An eligible school, public or private, is accredited through state sanctioned accreditation agencies. Graduates from eligible schools are able to receive the HOPE scholarship as they complete college courses. Other students, such as those in home study, are currently only eligible to begin receiving the HOPE scholarship retroactively after 30 semester hours, which is usually the equivalent of one year of college. After the first year, all students meeting the requirements may receive the scholarship as they attend.

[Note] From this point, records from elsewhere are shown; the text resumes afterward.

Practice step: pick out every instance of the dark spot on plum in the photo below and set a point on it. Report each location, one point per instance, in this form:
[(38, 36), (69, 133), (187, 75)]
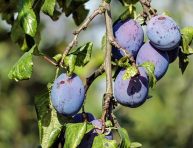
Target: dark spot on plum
[(62, 82), (69, 80), (161, 18)]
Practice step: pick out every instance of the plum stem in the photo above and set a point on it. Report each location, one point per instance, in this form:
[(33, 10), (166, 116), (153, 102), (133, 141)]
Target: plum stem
[(94, 75), (50, 60), (99, 10), (108, 96), (148, 11)]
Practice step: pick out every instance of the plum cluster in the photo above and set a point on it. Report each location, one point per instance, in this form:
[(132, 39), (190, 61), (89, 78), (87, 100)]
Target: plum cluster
[(161, 50)]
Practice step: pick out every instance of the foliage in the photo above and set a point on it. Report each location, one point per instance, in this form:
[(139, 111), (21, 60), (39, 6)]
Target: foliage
[(26, 31)]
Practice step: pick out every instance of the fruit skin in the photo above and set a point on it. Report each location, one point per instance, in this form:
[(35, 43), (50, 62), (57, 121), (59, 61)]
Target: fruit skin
[(67, 94), (88, 139), (163, 32), (129, 34), (79, 117), (160, 59), (131, 92), (173, 54)]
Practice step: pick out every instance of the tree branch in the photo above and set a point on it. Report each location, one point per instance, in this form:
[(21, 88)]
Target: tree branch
[(91, 78), (108, 96), (50, 60), (76, 33)]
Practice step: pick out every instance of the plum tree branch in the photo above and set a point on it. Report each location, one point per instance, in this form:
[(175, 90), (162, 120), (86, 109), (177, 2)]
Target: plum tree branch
[(92, 77), (50, 60), (108, 96), (76, 33)]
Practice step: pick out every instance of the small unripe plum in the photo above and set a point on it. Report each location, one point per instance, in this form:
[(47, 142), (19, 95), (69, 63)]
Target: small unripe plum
[(79, 117), (160, 59), (173, 54), (163, 32), (129, 34), (131, 92), (67, 94)]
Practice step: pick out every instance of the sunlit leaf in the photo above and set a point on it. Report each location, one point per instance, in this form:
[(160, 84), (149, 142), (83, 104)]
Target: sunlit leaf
[(101, 142), (23, 68), (74, 134), (48, 7)]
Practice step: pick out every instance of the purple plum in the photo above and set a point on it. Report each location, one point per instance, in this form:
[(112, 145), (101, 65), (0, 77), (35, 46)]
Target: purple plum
[(88, 138), (67, 94), (148, 53), (129, 34), (163, 32), (173, 54), (131, 92)]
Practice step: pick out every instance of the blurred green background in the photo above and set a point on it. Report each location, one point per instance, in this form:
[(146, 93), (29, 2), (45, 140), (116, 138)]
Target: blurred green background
[(164, 121)]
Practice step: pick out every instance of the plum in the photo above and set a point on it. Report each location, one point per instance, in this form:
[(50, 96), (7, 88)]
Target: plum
[(88, 138), (163, 32), (67, 94), (148, 53), (131, 92), (79, 117), (173, 54), (129, 34)]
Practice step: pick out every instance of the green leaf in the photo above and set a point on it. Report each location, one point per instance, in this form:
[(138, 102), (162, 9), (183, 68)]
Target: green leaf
[(48, 7), (16, 32), (130, 12), (83, 54), (23, 68), (101, 142), (135, 145), (131, 71), (28, 21), (74, 134), (125, 141), (187, 37), (70, 62), (150, 68), (57, 57), (183, 61), (54, 135), (80, 14), (49, 122), (68, 2)]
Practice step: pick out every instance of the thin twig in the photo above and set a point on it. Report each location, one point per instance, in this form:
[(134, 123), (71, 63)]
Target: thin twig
[(76, 33), (148, 11), (50, 60), (108, 96), (95, 74), (125, 52)]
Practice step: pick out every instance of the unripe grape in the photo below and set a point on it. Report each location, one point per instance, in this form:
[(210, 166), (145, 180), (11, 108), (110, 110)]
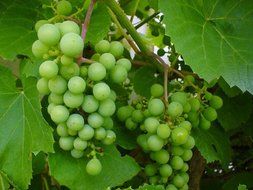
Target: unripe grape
[(57, 85), (95, 120), (107, 107), (80, 144), (107, 60), (156, 107), (116, 49), (77, 153), (156, 90), (125, 63), (59, 114), (42, 86), (71, 44), (175, 109), (39, 49), (72, 100), (48, 69), (102, 46), (93, 167), (155, 143), (118, 74), (68, 27), (96, 71), (76, 85), (101, 91), (49, 34), (86, 133), (66, 143)]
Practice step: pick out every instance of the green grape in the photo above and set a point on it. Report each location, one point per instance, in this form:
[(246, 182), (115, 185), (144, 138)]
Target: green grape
[(72, 100), (216, 102), (100, 133), (116, 49), (65, 60), (93, 167), (95, 120), (155, 143), (109, 138), (64, 7), (39, 49), (86, 133), (96, 71), (49, 34), (68, 71), (195, 104), (165, 170), (156, 107), (130, 124), (150, 169), (108, 123), (80, 144), (76, 85), (186, 124), (107, 60), (57, 85), (101, 91), (124, 112), (118, 74), (75, 122), (102, 46), (76, 153), (177, 150), (156, 90), (204, 124), (190, 143), (90, 104), (68, 27), (48, 69), (40, 23), (178, 181), (179, 135), (163, 131), (62, 130), (175, 109), (66, 143), (176, 162), (59, 114), (55, 98), (42, 86), (162, 156), (187, 155), (151, 124), (71, 44), (107, 107), (137, 116), (125, 63), (210, 114)]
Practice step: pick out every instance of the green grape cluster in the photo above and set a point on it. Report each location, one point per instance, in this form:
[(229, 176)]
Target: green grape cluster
[(81, 103), (166, 132)]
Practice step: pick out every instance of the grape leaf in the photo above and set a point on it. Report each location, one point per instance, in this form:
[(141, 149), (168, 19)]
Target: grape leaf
[(17, 19), (213, 145), (22, 128), (214, 37), (71, 173), (231, 115)]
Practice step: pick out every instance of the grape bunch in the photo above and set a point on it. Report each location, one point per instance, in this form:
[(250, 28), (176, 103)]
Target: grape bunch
[(81, 103), (166, 131)]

The Zell Miller level of the HOPE scholarship added the 1,200 SAT score requirement and 3.7 GPA to receive the full scholarship several years ago. In the proposed legislation, HB 798, the set score is changed to a percentile on either the SAT or the ACT (80% for students from eligible schools, 93% for home study or graduates of ineligible schools). For the regular HOPE scholarship, the current requirement is 80% on the ACT or SAT for students with a GED, graduates of a home study program, or graduates from an ineligible high school. HB 789 would lower that percentile to 75%. Graduates from eligible schools are not subject to a percentile for the basic HOPE (not Zell) scholarship. When changing from a published score to a percentile, the student scholarships will be based on a “moving target”. It is a comparison measure.
SAT scores declined both statewide and nationwide last year. Many speculate that this decline is the result of being in the 4th year of Common Core implementation. Both the SAT and the ACT are being revised to reflect the additional workforce development aspects of government education called “College and Career Readiness.” When these tests are revised, we will not be able compare scores over the years because the measures will be different. As legislators seek ways to fairly award scholarship money, they should make sure that the measures they are using are valid and reliable. David Coleman, who led the nation into Common Core, is head of the College Board, in charge of revising the SAT.
Legislators should carefully consider linking taxpayer dollars with tests that are controlled by outside companies beyond the reach and jurisdiction of parents, teachers, and elected officials.